La vittima, un cittadino rumeno che operava per la banda composta di ladri georgiani, era incaricato di ospitare i malviventi durante il loro soggiorno in Svizzera.
Secondo l'accusa, il 9 dicembre 2012 il rumeno ha ricevuto la visita dell'imputato accompagnato da altre due persone. I tre lo hanno legato al letto, molestato e probabilmente soffocato. La vittima è morta di arresto cardiaco durante l'aggressione, ma per cause che le indagini non sono riuscite a stabilire con precisione.
Dopo aver rinchiuso il rumeno nell'appartamento, il trio ha installato un dispositivo destinato ad appiccare il fuoco all'edificio mettendo così in pericolo la vita degli altri venti residente dell'immobile. Il loro obiettivo era di cancellare eventuali prove a carico.
Durante il processo l'imputato si è difeso affermando che il rumeno è stato ucciso da due fantomatici cittadini russi. Questi avrebbero dormito nell'appartamento della vittima la notte del dramma, come lui stesso e uno dei suoi complici.
I giudici hanno però affermato di non credere un solo istante a questa versione: "nessun elemento permette di stabilire che altre due persone abbiano dormito in questo minuscolo appartamento", ha sostenuto il presidente del tribunale.
Si è trattato di un processo indiziario. La sentenza si basa sulle tracce di DNA trovate sulla scena del crimine, sulla posizione innaturale in cui è stato trovato il corpo della vittima quando la polizia lo ha scoperto in uno stato avanzato di decomposizione e sul fatto che i suoi oggetti di valore erano ancora presenti.

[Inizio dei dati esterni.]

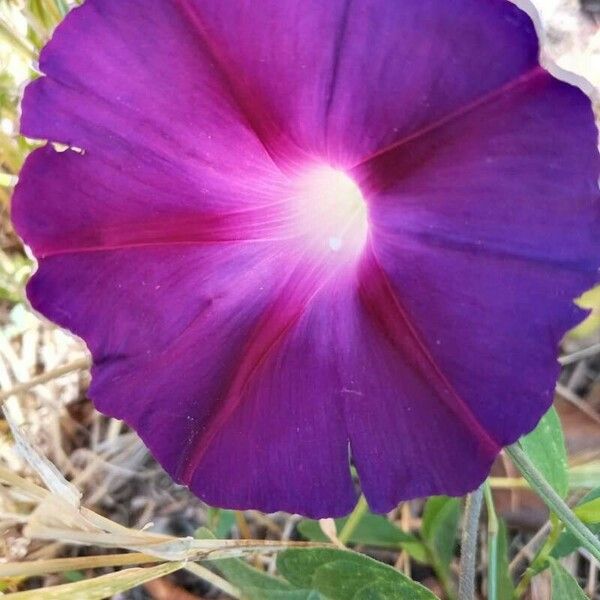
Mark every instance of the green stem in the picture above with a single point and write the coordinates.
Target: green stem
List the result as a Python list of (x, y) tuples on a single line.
[(492, 578), (13, 39), (552, 500), (353, 520), (468, 546)]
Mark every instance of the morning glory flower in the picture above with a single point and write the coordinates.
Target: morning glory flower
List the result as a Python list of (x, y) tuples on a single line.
[(297, 235)]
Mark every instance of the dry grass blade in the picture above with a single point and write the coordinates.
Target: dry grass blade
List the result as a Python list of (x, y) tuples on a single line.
[(104, 586), (32, 568), (20, 388)]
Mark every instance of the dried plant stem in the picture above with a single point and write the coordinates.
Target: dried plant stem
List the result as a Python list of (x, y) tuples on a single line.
[(20, 388), (468, 546), (33, 568), (552, 500)]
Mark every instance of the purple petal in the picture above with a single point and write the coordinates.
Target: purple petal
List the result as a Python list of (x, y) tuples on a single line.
[(487, 227), (194, 247), (346, 78)]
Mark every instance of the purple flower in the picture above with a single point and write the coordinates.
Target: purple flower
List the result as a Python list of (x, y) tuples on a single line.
[(303, 232)]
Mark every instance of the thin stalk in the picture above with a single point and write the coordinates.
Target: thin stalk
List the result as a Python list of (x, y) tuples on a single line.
[(354, 519), (14, 40), (468, 546), (540, 560), (552, 500), (214, 579), (20, 388), (492, 578)]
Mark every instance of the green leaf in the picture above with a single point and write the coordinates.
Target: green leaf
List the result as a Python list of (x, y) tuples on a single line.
[(346, 575), (372, 530), (564, 586), (439, 527), (255, 584), (545, 447), (221, 521), (589, 512), (567, 542), (97, 588)]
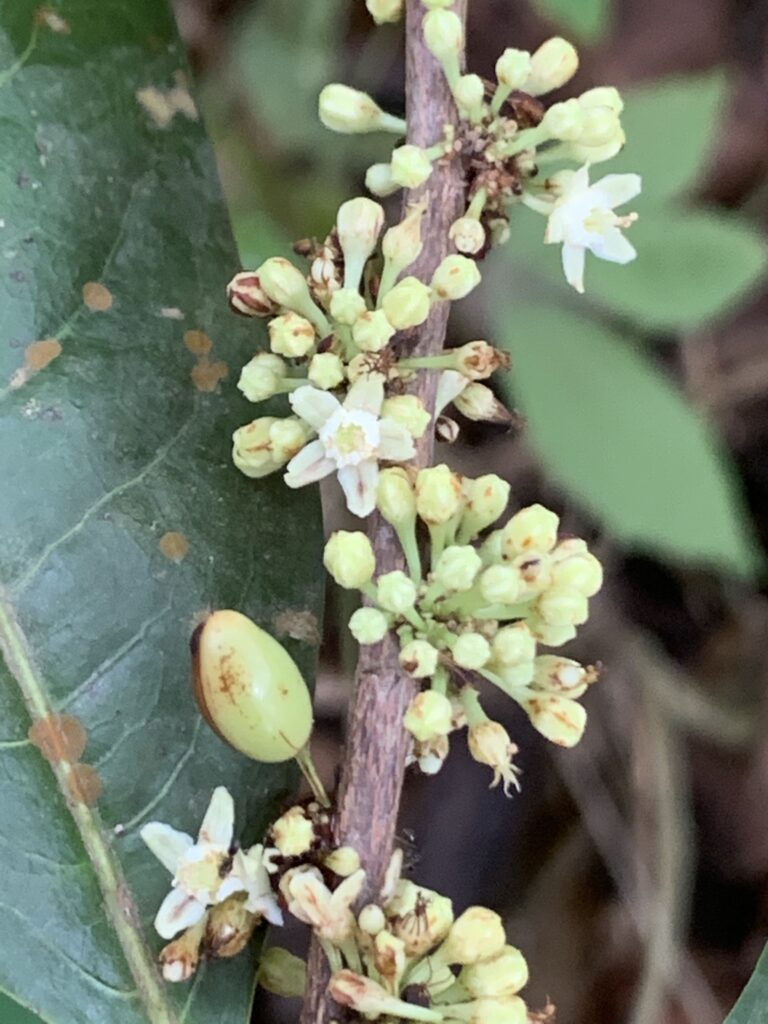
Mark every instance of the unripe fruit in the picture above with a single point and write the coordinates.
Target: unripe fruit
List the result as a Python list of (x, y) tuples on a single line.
[(249, 688)]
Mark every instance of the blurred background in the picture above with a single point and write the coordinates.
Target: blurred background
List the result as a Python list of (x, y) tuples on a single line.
[(633, 870)]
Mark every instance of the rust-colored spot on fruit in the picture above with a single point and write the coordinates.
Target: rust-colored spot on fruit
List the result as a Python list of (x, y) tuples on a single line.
[(58, 737), (174, 546), (97, 297)]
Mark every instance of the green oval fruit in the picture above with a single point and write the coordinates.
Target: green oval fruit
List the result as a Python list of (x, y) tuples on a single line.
[(249, 688)]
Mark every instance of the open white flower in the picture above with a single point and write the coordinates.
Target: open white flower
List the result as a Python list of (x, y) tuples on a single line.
[(197, 867), (351, 439), (583, 218)]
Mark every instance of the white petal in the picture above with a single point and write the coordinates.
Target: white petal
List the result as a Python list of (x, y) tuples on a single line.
[(395, 443), (359, 483), (168, 845), (367, 394), (178, 911), (313, 406), (611, 245), (572, 265), (218, 824), (308, 465), (619, 188)]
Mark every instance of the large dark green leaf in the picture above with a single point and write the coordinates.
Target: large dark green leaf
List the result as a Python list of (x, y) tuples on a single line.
[(121, 516)]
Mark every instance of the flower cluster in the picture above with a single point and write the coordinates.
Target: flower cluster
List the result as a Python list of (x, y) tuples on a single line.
[(505, 138), (479, 612)]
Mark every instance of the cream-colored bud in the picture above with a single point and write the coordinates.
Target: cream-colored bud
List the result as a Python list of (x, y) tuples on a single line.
[(372, 331), (350, 112), (409, 411), (349, 558), (429, 715), (369, 626), (438, 495), (326, 371), (553, 65), (471, 650), (408, 303), (560, 720), (455, 278), (291, 335), (468, 235), (419, 658)]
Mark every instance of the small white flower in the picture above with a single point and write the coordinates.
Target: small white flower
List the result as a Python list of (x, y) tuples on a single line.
[(583, 218), (198, 879), (351, 439)]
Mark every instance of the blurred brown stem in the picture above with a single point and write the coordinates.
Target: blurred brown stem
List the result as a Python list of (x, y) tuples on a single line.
[(376, 743)]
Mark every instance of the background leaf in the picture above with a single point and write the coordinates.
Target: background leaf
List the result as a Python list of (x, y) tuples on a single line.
[(121, 516), (620, 437)]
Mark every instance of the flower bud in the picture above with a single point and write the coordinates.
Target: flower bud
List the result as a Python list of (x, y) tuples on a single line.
[(429, 715), (408, 303), (457, 567), (438, 495), (468, 235), (372, 331), (395, 592), (532, 528), (455, 278), (553, 65), (247, 297), (249, 688), (291, 335), (282, 973), (471, 650), (358, 224), (261, 377), (560, 720), (513, 69), (419, 658), (502, 975), (350, 112), (411, 166), (369, 626), (409, 411), (293, 833), (349, 558), (326, 371), (346, 305), (513, 644)]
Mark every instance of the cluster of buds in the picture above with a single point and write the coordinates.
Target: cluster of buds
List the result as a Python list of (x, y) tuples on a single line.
[(479, 612), (513, 147)]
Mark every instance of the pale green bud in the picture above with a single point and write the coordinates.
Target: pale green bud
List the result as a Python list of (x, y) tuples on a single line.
[(429, 715), (553, 65), (513, 69), (532, 528), (408, 303), (326, 371), (350, 112), (369, 626), (291, 335), (457, 567), (513, 644), (346, 305), (261, 377), (438, 495), (455, 278), (560, 720), (372, 331), (411, 166), (471, 650), (419, 658), (349, 558), (409, 411)]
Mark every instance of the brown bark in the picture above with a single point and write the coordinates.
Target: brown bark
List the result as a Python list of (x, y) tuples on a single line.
[(377, 744)]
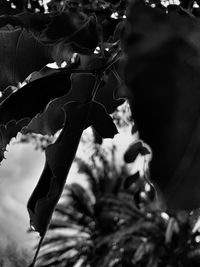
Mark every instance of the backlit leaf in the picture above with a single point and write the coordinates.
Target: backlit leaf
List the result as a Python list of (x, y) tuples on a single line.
[(59, 157), (70, 27), (17, 48), (33, 97), (163, 73)]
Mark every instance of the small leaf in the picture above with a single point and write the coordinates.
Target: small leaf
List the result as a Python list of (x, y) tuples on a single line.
[(59, 157), (8, 131), (33, 97), (106, 92), (52, 119), (131, 179), (133, 151), (74, 28), (17, 48), (101, 121)]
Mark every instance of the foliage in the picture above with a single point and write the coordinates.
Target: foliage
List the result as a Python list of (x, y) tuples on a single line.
[(110, 224), (143, 51), (11, 256)]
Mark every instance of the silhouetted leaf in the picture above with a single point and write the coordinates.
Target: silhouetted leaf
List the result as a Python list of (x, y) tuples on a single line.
[(102, 122), (8, 131), (163, 73), (106, 94), (17, 48), (33, 97), (131, 179), (137, 148), (52, 119), (59, 157), (70, 27)]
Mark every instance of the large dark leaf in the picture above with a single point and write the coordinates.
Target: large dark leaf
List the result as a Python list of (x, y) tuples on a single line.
[(52, 119), (163, 73), (20, 54), (70, 27), (18, 108), (59, 157), (33, 97)]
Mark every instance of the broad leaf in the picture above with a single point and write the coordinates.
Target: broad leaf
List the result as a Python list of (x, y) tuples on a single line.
[(163, 74), (20, 54), (134, 150), (132, 179), (20, 107), (52, 119), (59, 157), (8, 131), (33, 97), (69, 27)]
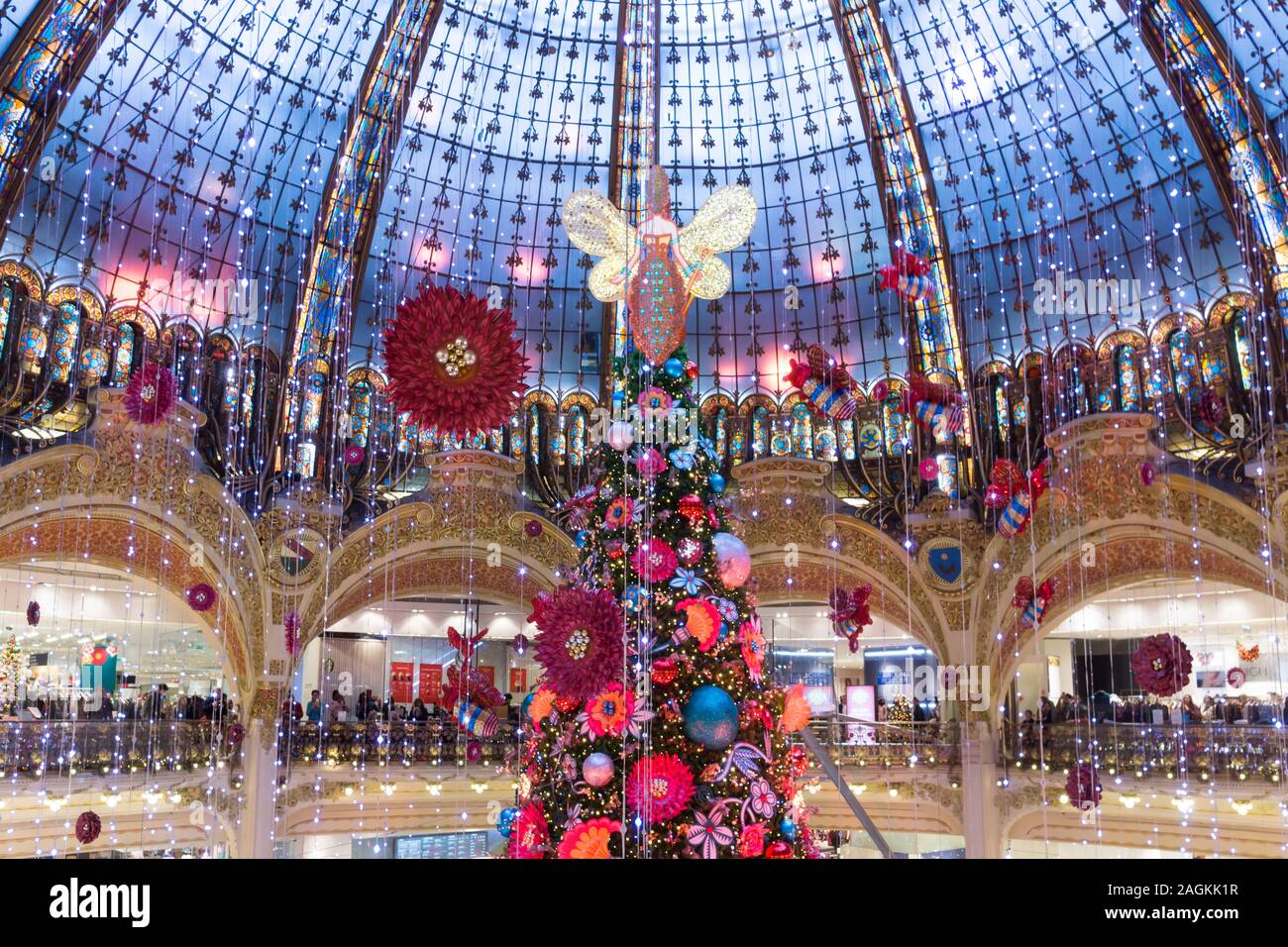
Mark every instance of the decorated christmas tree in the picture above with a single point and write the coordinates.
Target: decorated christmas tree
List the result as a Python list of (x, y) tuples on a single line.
[(12, 674), (655, 731)]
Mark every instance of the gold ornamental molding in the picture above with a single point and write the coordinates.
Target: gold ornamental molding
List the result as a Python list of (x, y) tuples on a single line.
[(86, 501), (465, 534)]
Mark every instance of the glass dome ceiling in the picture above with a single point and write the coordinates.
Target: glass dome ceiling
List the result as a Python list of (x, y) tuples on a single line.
[(200, 141)]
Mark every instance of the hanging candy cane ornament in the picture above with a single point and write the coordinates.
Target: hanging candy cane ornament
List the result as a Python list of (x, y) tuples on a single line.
[(827, 388), (934, 406), (1030, 603), (909, 275), (476, 720), (1017, 492)]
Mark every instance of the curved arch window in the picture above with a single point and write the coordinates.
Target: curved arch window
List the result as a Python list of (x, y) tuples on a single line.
[(1126, 379), (1243, 348), (559, 438), (760, 432), (535, 434), (65, 331), (8, 303), (1155, 382), (894, 424), (738, 445), (185, 371), (34, 343), (845, 436), (721, 433), (803, 431), (123, 361), (250, 380), (93, 365), (1076, 390), (407, 434), (1020, 411), (360, 412), (824, 444), (578, 436), (1181, 356), (516, 437), (1001, 411)]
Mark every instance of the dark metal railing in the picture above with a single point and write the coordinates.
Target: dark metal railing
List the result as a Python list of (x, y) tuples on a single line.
[(107, 748), (398, 742), (1203, 750)]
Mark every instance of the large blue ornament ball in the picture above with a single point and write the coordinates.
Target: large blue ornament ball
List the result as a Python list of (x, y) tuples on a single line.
[(733, 561), (711, 718), (597, 770), (635, 598)]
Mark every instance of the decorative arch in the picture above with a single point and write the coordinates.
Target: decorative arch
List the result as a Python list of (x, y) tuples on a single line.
[(1133, 541), (29, 275), (415, 549)]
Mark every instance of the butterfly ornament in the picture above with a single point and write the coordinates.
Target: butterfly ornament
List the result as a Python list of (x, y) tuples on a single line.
[(660, 266)]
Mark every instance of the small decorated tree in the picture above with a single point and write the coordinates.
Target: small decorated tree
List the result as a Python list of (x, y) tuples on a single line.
[(12, 674), (655, 731)]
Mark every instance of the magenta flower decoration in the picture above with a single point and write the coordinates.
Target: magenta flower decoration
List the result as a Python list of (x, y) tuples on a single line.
[(651, 463), (653, 398), (201, 596), (1162, 665), (708, 834), (151, 394), (291, 629), (655, 561), (580, 642), (88, 826), (1082, 788)]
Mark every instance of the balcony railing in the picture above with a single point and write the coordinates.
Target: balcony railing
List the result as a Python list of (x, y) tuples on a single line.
[(399, 742), (1197, 750), (854, 742), (107, 748)]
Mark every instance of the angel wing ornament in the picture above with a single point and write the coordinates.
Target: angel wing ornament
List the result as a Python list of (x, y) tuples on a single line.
[(660, 266)]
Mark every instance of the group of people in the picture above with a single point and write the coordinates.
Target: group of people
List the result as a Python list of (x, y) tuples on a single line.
[(370, 709), (1107, 707), (155, 703)]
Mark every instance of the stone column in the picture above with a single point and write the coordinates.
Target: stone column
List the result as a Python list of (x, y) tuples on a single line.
[(980, 817)]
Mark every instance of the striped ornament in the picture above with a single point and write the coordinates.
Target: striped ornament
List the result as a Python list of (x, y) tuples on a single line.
[(1033, 612), (914, 287), (829, 401), (928, 412), (476, 720), (1016, 517)]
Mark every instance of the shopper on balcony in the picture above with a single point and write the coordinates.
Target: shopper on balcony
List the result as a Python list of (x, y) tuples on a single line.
[(419, 714), (338, 710)]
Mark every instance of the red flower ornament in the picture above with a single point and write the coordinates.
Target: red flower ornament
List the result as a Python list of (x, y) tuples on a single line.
[(88, 826), (1082, 788), (201, 596), (1162, 665), (454, 363), (151, 394), (580, 642)]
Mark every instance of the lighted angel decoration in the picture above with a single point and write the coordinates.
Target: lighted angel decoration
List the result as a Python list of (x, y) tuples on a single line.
[(661, 266)]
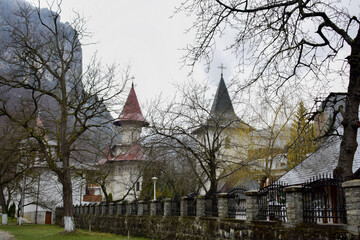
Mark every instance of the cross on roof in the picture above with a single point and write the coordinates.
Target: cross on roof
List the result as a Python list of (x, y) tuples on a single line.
[(222, 68)]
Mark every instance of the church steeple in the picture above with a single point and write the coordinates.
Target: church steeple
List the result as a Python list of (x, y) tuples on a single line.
[(222, 105), (131, 112), (131, 120)]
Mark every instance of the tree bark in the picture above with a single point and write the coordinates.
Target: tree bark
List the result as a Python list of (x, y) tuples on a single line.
[(69, 225), (4, 207), (351, 119)]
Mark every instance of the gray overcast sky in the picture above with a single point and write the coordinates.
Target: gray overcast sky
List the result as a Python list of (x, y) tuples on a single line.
[(143, 34)]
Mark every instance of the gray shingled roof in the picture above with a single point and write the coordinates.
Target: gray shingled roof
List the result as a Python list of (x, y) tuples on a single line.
[(322, 161), (222, 103)]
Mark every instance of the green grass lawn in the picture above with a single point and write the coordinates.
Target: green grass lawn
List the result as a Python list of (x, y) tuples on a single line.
[(53, 232)]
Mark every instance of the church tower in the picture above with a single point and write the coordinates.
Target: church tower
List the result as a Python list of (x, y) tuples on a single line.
[(222, 106), (131, 120)]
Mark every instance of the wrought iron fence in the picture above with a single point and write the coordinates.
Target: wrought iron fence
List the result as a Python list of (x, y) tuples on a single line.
[(123, 208), (324, 200), (191, 204), (100, 208), (134, 208), (272, 202), (114, 208), (237, 203), (159, 207), (175, 206), (211, 208), (146, 208), (106, 209)]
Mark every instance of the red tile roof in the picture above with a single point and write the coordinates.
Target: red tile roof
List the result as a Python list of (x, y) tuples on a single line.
[(133, 153), (131, 112)]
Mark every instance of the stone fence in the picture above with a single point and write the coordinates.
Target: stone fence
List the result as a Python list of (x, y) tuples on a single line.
[(168, 220)]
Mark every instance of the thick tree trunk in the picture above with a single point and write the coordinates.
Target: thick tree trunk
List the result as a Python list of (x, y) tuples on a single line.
[(351, 119), (4, 207), (69, 225)]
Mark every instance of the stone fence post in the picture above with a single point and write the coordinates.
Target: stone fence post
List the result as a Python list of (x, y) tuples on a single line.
[(140, 208), (167, 207), (183, 206), (128, 208), (222, 205), (97, 209), (81, 209), (103, 208), (294, 206), (252, 208), (352, 198), (153, 207), (200, 206), (118, 208), (111, 208)]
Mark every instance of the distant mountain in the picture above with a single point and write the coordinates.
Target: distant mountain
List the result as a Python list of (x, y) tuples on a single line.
[(20, 101)]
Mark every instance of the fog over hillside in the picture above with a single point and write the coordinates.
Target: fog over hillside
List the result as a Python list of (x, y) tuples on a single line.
[(21, 101)]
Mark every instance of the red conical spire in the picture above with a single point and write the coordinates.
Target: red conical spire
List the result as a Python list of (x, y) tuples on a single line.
[(131, 112)]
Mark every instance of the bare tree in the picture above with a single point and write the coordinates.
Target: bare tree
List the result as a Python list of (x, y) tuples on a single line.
[(16, 158), (270, 141), (287, 41), (208, 139), (43, 56)]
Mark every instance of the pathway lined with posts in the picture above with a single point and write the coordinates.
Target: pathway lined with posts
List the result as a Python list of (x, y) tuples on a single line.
[(278, 212)]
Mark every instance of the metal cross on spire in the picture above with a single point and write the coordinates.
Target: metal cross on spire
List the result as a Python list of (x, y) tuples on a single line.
[(222, 68)]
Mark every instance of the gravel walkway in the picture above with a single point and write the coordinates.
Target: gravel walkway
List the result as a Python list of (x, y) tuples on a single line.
[(6, 236)]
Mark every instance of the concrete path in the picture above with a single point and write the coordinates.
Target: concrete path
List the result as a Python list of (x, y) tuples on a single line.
[(6, 236)]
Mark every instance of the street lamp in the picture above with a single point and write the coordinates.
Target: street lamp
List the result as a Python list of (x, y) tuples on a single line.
[(154, 180)]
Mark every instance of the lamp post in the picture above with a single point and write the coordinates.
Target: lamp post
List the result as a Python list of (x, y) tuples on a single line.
[(154, 180)]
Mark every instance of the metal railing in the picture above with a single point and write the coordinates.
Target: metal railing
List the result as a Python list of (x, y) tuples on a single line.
[(324, 200), (272, 202), (237, 203)]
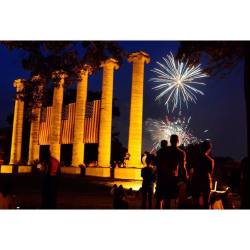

Il tribunale ha invece ammesso di non poter determinare chiaramente se si tratta di un crimine premeditato o di un diverbio finito male.
L'imputato è sposato e ha due figli di 11 e 12 anni. Il suo casellario giudiziale comprende già condanne per ricettazione, furto e furto con scasso in Svizzera e Austria. Il ministero pubblico aveva richiesto 20 anni di reclusione, la difesa l'assoluzione.
Alla lettura della sentenza l'imputato ha detto in rumeno che intende fare uno sciopero della fame per protestare contro il "verdetto ingiusto". Il suo legale ha affermato di essere molto sorpreso della decisione del tribunale "visti gli indizi poco convincenti". Per questo motivo farà ricorso in appello.